JPMorgan Chase CEO Jamie Dimon is something of a Wall Street statesman, and on Friday he sounded a major alarm about the global implications of the conflict in Israel and Gaza.
“This may be the most dangerous time the world has seen in decades,” he said in a statement accompanying the bank’s quarterly earnings. He warned of “far-reaching impacts on energy and food markets, global trade and geopolitical relations.”
For Mr. Dimon, meddling in geopolitical affairs is nothing new: He frequently warns of the dangers of war in Ukraine and elsewhere. He said on Friday that it is preparing the country’s largest bank for a set of scary results, with other risks including higher inflation and higher interest rates. But in a phone call with reporters, he described the conflict in Gaza as “the highest and most important thing for the Western world.”

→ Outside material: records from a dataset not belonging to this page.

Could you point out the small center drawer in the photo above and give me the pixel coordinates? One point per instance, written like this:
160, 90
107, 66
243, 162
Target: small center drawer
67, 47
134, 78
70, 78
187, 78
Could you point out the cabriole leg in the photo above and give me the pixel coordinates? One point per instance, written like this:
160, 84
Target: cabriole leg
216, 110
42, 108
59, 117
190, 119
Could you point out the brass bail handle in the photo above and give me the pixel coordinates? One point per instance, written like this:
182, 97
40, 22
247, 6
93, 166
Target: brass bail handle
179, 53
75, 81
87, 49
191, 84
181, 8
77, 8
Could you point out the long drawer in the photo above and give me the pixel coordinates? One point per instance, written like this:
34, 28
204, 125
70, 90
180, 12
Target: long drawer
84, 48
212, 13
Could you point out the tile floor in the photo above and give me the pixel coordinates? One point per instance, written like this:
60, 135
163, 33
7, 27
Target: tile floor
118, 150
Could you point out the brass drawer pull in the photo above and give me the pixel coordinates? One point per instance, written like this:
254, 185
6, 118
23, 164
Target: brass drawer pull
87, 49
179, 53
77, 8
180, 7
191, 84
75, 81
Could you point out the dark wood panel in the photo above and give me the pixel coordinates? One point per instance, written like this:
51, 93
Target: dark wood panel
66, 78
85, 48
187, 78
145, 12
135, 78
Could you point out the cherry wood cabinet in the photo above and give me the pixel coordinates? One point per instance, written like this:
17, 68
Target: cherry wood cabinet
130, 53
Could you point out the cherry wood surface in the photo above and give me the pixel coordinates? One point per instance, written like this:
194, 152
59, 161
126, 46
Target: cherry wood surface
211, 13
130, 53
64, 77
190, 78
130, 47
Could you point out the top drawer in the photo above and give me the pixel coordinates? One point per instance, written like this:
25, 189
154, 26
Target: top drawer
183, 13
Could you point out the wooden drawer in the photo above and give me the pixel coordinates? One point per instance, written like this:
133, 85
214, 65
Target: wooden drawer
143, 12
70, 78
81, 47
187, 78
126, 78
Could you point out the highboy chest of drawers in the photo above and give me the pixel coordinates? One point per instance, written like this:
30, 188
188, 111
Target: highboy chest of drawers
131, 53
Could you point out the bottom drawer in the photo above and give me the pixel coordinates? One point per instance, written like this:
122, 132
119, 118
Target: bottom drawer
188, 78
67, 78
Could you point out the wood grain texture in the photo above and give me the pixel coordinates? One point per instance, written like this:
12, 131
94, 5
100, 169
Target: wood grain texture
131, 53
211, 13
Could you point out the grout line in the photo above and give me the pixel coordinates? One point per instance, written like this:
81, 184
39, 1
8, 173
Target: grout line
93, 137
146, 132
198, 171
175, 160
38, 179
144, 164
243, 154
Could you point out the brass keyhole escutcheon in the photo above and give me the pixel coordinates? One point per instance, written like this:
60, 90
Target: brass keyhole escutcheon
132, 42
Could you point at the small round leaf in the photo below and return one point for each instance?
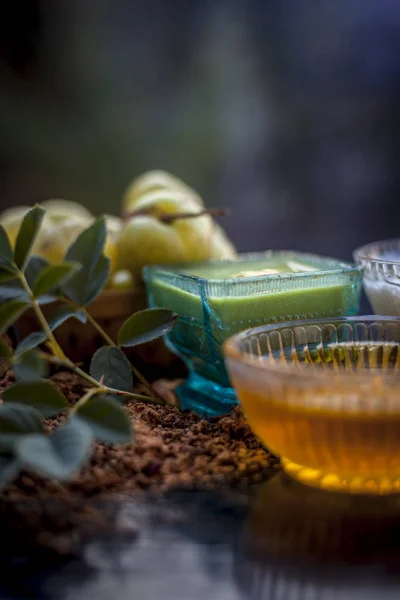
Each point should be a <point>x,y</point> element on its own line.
<point>145,326</point>
<point>110,365</point>
<point>30,366</point>
<point>10,312</point>
<point>41,394</point>
<point>17,420</point>
<point>27,235</point>
<point>107,420</point>
<point>60,455</point>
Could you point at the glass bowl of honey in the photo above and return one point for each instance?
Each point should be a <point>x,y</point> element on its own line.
<point>324,395</point>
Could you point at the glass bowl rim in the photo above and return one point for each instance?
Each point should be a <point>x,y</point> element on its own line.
<point>362,252</point>
<point>177,269</point>
<point>231,351</point>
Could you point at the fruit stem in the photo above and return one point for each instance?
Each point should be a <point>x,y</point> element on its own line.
<point>169,217</point>
<point>212,212</point>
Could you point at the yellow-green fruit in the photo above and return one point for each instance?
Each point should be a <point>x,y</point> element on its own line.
<point>221,246</point>
<point>153,181</point>
<point>146,239</point>
<point>55,237</point>
<point>114,227</point>
<point>121,280</point>
<point>62,210</point>
<point>11,220</point>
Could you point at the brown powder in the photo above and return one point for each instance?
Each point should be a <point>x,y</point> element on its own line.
<point>171,450</point>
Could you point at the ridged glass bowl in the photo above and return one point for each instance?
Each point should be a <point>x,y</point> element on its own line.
<point>302,543</point>
<point>380,262</point>
<point>213,306</point>
<point>324,395</point>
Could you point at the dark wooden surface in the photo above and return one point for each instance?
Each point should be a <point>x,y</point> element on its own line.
<point>279,542</point>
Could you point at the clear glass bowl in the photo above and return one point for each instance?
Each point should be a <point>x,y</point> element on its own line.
<point>213,309</point>
<point>380,262</point>
<point>324,395</point>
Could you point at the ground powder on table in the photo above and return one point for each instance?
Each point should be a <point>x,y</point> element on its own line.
<point>171,449</point>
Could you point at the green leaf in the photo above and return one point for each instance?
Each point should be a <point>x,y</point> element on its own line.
<point>6,252</point>
<point>61,455</point>
<point>98,280</point>
<point>146,325</point>
<point>12,291</point>
<point>10,312</point>
<point>9,468</point>
<point>53,276</point>
<point>5,350</point>
<point>107,420</point>
<point>17,420</point>
<point>5,274</point>
<point>41,394</point>
<point>27,235</point>
<point>34,267</point>
<point>30,366</point>
<point>87,249</point>
<point>31,341</point>
<point>110,365</point>
<point>59,316</point>
<point>63,313</point>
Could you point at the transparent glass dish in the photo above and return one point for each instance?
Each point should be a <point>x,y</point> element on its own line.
<point>380,262</point>
<point>324,395</point>
<point>214,308</point>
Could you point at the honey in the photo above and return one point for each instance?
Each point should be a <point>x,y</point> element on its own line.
<point>334,416</point>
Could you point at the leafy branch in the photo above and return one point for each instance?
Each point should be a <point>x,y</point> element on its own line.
<point>29,282</point>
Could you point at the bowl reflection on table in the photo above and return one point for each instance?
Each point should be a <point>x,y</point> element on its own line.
<point>325,396</point>
<point>300,542</point>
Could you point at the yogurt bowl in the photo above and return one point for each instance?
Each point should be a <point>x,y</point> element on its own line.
<point>380,262</point>
<point>218,299</point>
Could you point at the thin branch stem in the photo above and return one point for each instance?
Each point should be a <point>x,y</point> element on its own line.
<point>57,350</point>
<point>98,388</point>
<point>99,328</point>
<point>111,342</point>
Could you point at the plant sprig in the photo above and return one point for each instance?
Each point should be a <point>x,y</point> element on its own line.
<point>28,282</point>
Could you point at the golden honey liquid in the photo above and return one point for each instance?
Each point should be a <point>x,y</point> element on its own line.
<point>334,440</point>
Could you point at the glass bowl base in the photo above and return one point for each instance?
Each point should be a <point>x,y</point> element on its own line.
<point>340,483</point>
<point>206,398</point>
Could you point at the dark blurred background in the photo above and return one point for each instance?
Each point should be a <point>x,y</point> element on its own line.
<point>286,111</point>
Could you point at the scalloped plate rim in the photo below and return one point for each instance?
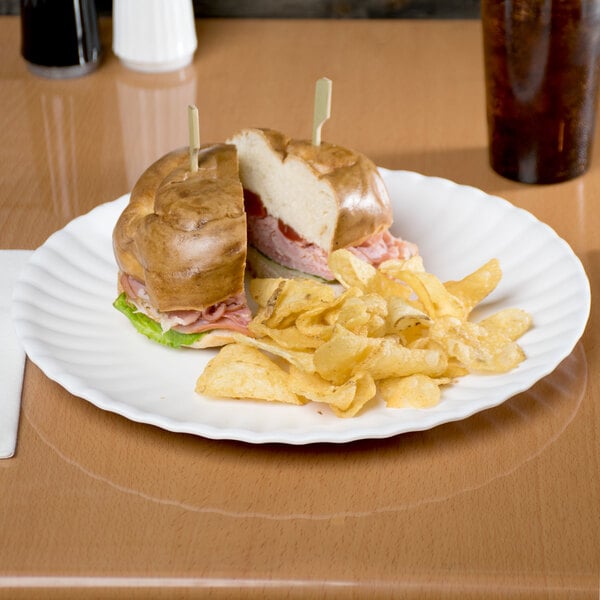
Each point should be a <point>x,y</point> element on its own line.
<point>420,419</point>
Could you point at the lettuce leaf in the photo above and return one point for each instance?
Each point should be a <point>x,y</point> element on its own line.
<point>151,329</point>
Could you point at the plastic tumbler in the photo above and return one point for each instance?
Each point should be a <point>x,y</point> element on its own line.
<point>59,38</point>
<point>541,65</point>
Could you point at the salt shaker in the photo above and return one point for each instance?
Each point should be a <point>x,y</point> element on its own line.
<point>154,36</point>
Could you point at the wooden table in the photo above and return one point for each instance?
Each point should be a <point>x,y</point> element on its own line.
<point>503,504</point>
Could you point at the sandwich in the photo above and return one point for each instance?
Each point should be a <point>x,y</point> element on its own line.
<point>304,201</point>
<point>180,245</point>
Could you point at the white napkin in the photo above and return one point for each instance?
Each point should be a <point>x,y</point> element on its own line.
<point>12,356</point>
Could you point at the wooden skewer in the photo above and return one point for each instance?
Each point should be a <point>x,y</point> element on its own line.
<point>194,136</point>
<point>322,108</point>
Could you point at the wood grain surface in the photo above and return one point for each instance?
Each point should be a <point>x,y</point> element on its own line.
<point>500,505</point>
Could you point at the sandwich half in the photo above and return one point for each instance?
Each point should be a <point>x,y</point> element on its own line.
<point>303,202</point>
<point>180,246</point>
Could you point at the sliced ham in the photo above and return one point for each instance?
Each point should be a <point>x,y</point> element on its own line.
<point>285,246</point>
<point>232,314</point>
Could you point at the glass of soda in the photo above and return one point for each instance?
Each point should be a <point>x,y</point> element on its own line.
<point>542,65</point>
<point>59,38</point>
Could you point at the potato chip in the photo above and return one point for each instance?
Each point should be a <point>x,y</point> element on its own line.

Otherwise, JPMorgan and other major banks appear to be operating smoothly. JPMorgan’s profits rose to $13.2 billion in the third quarter, an increase of 35 percent over the same period last year. The turmoil of the spring’s regional banking crisis, which led to JPMorgan’s acquisition of First Republic, was steadily fading, bank executives said.
“U.S. consumers and businesses generally remain healthy, even though consumers are burning through their excess cash reserves,” Dimon said.
Wells Fargo also reported earnings that beat analysts’ expectations: third-quarter earnings were $5.8 billion, up 61 percent from a year ago. But the bank’s CEO, Charles W. Scharf, warned that he was seeing some signs of tension among customers.
Noting the impact of a slowing economy, Mr. Scharf said borrowers are reducing their loan balances — a good thing for consumers, perhaps, but a tough place for banks, which make money from lending. Losses from bad debts rose “modestly,” he said.
Citigroup’s profits rose to $3.5 billion in the third quarter, an increase of 2 percent, which is a slight increase than expected. “We are truly a bank for all seasons,” the bank’s chief executive, Jane Fraser, said in a statement, adding that each of the bank’s five core business lines recorded revenue growth compared to the previous year.
“The consumer still has a lot of flexibility,” said Mark Mason, Citi’s chief financial officer. Payment rates are trending down and spending is slowing, but only slightly, he said. In 2019, customers were still spending and paying down their card balances more consistently than they were before the pandemic.
“The United States continues to surprise us with its resilience,” he said. He added that the so-called “soft landing” of the economy was becoming increasingly likely.
Dimon said all banks are in regular contact with each other about the potential impacts of international conflicts. “We’re all climbing the wall of anxiety a little bit,” he said.